What is Reverse transcriptases?

Reverse transcriptases, or shorted in RTs,   are RNA dependent DNA pols initially isolated from retroviruses. In addition, RTs are coded by dsRNA viruses that utilize reverse transcription such as hepatitis B virus; and various retroelements in eukaryotes and prokaryotes. The enzyme telomerase maintaining the ends of the eukaryotic chromosomes is technically also a reverse transcriptase, although its mechanism is very distinct from conventional RTs. Historically, the discovery of RT revolutionized molecular biology leading to the revision of the central dogma and enabling scientists to develop new research tools that heavily influenced cloning, analysis of gene expression and RNA biology. HIV RT is one of the most extensively studied polymerases in the context of understanding the biology of this devastating virus and designing RT inhibitors as drugs to manage HIV infections.

RTs exhibit three key enzyme activities (Fig. 1):

(1) RNA-dependent DNA pol that uses ssRNA template and a primer (tRNALys for HIV RT) to synthesize ssDNA/cDNA, which remains hybridized to its RNA template;

(2) RNAse H endonuclease, which selectively degrades the RNA strand of DNA/RNA hybrids and

(3) DNA dependent DNA polymerase activity, converting the single-stranded cDNA into dsDNA. Conventional RT enzymes have two active sites, one executing the polymerase activities and another executing the endonuclease activity. RT are monomeric or dimeric proteins and some lack intrinsic RNAse H activity.
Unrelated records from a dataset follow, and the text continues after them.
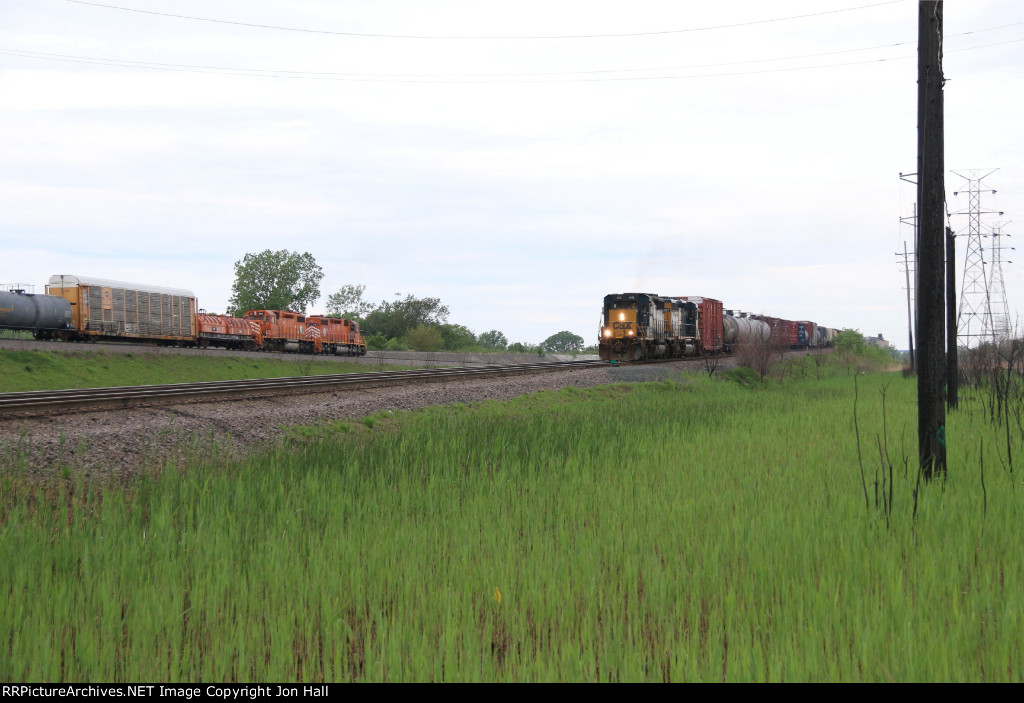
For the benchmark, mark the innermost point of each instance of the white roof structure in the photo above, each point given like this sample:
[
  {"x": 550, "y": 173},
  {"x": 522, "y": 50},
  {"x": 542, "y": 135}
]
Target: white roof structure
[{"x": 65, "y": 280}]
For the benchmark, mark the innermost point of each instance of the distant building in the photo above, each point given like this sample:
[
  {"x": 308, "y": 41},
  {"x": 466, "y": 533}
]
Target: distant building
[{"x": 877, "y": 342}]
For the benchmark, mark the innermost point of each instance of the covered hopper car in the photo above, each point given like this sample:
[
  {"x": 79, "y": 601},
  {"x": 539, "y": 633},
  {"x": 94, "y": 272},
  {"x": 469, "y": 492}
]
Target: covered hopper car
[{"x": 86, "y": 308}]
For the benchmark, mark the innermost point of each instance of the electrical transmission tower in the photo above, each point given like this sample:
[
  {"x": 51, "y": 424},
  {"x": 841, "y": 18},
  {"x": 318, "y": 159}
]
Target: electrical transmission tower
[
  {"x": 975, "y": 322},
  {"x": 999, "y": 326}
]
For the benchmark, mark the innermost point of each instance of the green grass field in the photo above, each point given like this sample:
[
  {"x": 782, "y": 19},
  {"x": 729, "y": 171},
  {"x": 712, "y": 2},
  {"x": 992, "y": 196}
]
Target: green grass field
[
  {"x": 42, "y": 370},
  {"x": 700, "y": 530}
]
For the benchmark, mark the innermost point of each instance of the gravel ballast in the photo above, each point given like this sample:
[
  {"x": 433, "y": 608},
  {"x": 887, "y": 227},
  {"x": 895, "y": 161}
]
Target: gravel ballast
[{"x": 113, "y": 442}]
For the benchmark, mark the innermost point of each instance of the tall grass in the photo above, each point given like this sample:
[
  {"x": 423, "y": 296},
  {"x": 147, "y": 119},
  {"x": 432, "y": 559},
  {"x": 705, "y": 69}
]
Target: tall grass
[
  {"x": 44, "y": 370},
  {"x": 675, "y": 531}
]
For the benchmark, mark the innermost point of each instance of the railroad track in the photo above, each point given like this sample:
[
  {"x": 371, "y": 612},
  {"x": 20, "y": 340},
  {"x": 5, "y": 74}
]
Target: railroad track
[{"x": 54, "y": 402}]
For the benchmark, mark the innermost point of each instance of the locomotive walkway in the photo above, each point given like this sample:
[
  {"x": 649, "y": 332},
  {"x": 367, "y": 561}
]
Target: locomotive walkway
[{"x": 77, "y": 400}]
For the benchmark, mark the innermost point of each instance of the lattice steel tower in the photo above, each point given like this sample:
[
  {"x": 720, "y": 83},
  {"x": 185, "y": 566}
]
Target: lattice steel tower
[
  {"x": 974, "y": 323},
  {"x": 1000, "y": 327}
]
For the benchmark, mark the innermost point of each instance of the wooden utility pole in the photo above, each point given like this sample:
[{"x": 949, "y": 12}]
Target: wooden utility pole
[
  {"x": 932, "y": 238},
  {"x": 952, "y": 369}
]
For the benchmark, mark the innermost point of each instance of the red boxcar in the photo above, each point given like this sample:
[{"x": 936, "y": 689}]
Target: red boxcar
[{"x": 709, "y": 322}]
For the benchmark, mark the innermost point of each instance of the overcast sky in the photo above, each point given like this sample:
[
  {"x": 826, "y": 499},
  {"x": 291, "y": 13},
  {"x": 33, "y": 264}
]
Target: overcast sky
[{"x": 517, "y": 160}]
The RTs of Moloney murine leukemia virus (M-MLV) and Avian myeloblastosis virus (AMV) are most frequently used as molecular tools in RT-PCR, RT-qPCR, cDNA cloning, RNA sequencing and any other experimental technique/approach that requires conversion of RNA to DNA. Site-directed mutagenesis and protein evolution have been utilized to optimize those enzymes improving thermostability and modulating RNAseH activity. Using thermostable version of RT is beneficial for lowering the nonspecific nucleic acid amplification and minimizing impact of complex secondary structures. Robust RNAseH activity is an advantage in RT-PCR, whereas lower RNAseH activity is beneficial in cDNA cloning protocols, especially when very long mRNA transcripts are reverse transcribed. In some cases RT is used only to produce the RNA/DNA hybrid and a conventional DNA pol carries out the cDNA to dsDNA polymerization step.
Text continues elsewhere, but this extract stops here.